I hadn't, but it was the closest available thing to "some bastard nicked my account and I'm verging on the psychotic after filling in all your interminable forms to get it back".

I tried contacting Yahoo Australia's press people, who were as helpful as they could be given the circumstances, to see if they could help. Yahoo Australia can't apparently deal with Yahoo UK and Ireland accounts. (Psst, let me help you guys out here -- if you need to swap information across geographic borders, you should try the Internet -- it can be quite useful for that sort of thing).

Yahoo UK asked me for my postcode and date of birth. I told them again. They told me it didn't match the information they had on file. I told them I knew that.

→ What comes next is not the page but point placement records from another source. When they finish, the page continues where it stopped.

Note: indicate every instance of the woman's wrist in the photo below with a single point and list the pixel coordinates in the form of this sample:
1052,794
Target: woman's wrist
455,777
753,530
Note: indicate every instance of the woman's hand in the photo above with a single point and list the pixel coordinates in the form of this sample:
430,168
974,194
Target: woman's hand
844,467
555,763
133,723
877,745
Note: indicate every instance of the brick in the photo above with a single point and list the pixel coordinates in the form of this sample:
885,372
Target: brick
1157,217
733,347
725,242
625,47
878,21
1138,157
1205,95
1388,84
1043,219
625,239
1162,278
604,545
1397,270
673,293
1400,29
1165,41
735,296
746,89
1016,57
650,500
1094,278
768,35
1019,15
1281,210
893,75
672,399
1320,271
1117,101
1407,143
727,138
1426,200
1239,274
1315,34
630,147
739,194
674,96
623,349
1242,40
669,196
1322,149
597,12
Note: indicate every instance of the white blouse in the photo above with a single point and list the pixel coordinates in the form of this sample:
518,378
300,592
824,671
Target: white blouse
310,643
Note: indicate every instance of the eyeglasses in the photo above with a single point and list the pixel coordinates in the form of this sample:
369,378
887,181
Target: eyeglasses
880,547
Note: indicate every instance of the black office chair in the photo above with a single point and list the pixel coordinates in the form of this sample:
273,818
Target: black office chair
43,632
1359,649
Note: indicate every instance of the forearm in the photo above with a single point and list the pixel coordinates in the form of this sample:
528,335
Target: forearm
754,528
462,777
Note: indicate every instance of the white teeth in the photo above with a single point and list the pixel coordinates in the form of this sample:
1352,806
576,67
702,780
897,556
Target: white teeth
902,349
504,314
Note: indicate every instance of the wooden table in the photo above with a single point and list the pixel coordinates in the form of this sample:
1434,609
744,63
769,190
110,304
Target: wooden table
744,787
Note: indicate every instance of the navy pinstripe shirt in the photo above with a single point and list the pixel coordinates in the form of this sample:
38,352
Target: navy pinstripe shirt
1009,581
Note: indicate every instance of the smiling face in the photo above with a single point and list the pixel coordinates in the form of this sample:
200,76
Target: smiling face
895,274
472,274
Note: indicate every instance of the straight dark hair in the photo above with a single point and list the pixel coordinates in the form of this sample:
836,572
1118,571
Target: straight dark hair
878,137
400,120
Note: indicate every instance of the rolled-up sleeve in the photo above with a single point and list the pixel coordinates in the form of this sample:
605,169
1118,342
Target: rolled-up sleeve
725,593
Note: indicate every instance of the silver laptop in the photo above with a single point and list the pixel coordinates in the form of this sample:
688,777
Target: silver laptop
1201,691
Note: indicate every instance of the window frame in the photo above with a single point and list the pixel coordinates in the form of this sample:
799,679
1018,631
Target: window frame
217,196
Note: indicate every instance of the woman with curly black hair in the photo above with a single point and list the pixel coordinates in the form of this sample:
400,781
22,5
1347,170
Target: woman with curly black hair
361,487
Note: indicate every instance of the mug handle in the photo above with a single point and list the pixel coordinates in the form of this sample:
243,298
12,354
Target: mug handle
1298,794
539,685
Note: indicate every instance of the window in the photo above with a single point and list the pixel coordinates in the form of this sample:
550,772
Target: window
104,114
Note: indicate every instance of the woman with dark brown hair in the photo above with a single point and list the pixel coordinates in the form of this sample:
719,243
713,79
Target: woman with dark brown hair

They asked for my secret question and answer from when I registered the account. I told them I registered it 10 years ago and couldn't remember either the question or the answer. They told me the question was "what is the name of your pet?".

After days of e-mail exchanges I could feel myself tantalisingly close to getting my account back. If only I can remember the name of my pet.

The hamster. The large-groined hamster. The large-groined hamster called ... nope, I can't remember. All that stands between me my 10 years of e-mail and contacts is one dead, scrotally superior rodent.

Do you know this hamster?

And try as I might, the name escapes me. I called my parents. They couldn't remember either. We spent minutes of our lives that we will never get back pondering the name of the dead hamster. They suggested finding a picture of the hamster in question in case it had the name written on the back.

It didn't.

So I e-mailed a list of best guesses to Yahoo, but I doubt it will be enough. If it helps, Yahoo, that's a picture of the hamster, above.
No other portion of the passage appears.